Steps/Code to Reproduce
Here is quick example where we split in three train/calibration/test sets and compare ROC AUC on the test set before and after calibrating for both isotonic and sigmoid..
import numpy as np
from sklearn import datasets
from sklearn.model_selection import train_test_split
from sklearn.linear_model import LogisticRegression
from sklearn.calibration import CalibratedClassifierCV
from sklearn.metrics import roc_auc_score
X, y = datasets.make_classification(n_samples=100000, n_features=20,
n_informative=18, n_redundant=0,
random_state=42)
X_train, X_, y_train, y_ = train_test_split(X, y, test_size=0.5,
random_state=42)
X_test, X_calib, y_test, y_calib = train_test_split(X_, y_, test_size = 0.5,
random_state = 42)
clf = LogisticRegression(C=1.)
clf.fit(X_train, y_train)
y_pred = clf.predict_proba(X_test)
print(roc_auc_score(y_test, y_pred[:,1]))

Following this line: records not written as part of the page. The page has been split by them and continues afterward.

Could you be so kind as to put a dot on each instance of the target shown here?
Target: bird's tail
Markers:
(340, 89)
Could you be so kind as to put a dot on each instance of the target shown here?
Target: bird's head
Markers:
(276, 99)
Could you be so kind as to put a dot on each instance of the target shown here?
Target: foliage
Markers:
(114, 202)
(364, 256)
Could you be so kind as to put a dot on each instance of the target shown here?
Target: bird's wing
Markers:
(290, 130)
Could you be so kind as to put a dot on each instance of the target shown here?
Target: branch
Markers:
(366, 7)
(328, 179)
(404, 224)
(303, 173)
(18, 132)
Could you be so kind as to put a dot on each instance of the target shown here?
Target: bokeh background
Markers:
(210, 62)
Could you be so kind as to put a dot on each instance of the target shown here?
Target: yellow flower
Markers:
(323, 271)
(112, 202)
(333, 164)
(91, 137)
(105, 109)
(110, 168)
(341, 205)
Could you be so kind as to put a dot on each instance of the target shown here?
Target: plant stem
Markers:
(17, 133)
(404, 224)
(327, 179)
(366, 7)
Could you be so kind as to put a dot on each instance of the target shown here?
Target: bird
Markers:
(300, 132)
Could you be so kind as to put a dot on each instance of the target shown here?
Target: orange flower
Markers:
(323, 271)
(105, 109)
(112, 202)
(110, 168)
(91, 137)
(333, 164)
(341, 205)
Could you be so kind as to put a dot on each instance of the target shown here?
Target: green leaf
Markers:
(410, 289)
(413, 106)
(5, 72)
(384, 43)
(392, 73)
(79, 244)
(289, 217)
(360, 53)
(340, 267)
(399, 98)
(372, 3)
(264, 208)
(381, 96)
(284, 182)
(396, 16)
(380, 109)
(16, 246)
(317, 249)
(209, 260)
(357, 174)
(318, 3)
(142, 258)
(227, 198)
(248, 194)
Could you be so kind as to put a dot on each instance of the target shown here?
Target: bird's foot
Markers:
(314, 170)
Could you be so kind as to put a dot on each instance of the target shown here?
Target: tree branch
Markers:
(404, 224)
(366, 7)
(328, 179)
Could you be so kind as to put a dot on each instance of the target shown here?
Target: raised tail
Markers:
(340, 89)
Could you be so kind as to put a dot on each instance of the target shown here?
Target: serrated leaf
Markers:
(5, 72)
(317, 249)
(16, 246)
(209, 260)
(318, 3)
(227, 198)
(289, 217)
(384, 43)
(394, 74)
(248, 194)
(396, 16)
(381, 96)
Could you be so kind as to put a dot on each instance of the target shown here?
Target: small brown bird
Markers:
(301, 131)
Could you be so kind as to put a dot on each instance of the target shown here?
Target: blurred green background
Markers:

The ROC AUC is then: 0.88368
isotonic = CalibratedClassifierCV(clf, method='isotonic', cv='prefit')
isotonic.fit(X_calib, y_calib)
y_pred_calib = isotonic.predict_proba(X_test)
print(roc_auc_score(y_test, y_pred_calib[:,1]))
After isotonic calibration, the ROC AUC becomes: 0.88338
isotonic = CalibratedClassifierCV(clf, method='sigmoid', cv='prefit')
isotonic.fit(X_calib, y_calib)
y_pred_calib = isotonic.predict_proba(X_test)
print(roc_auc_score(y_test, y_pred_calib[:,1]))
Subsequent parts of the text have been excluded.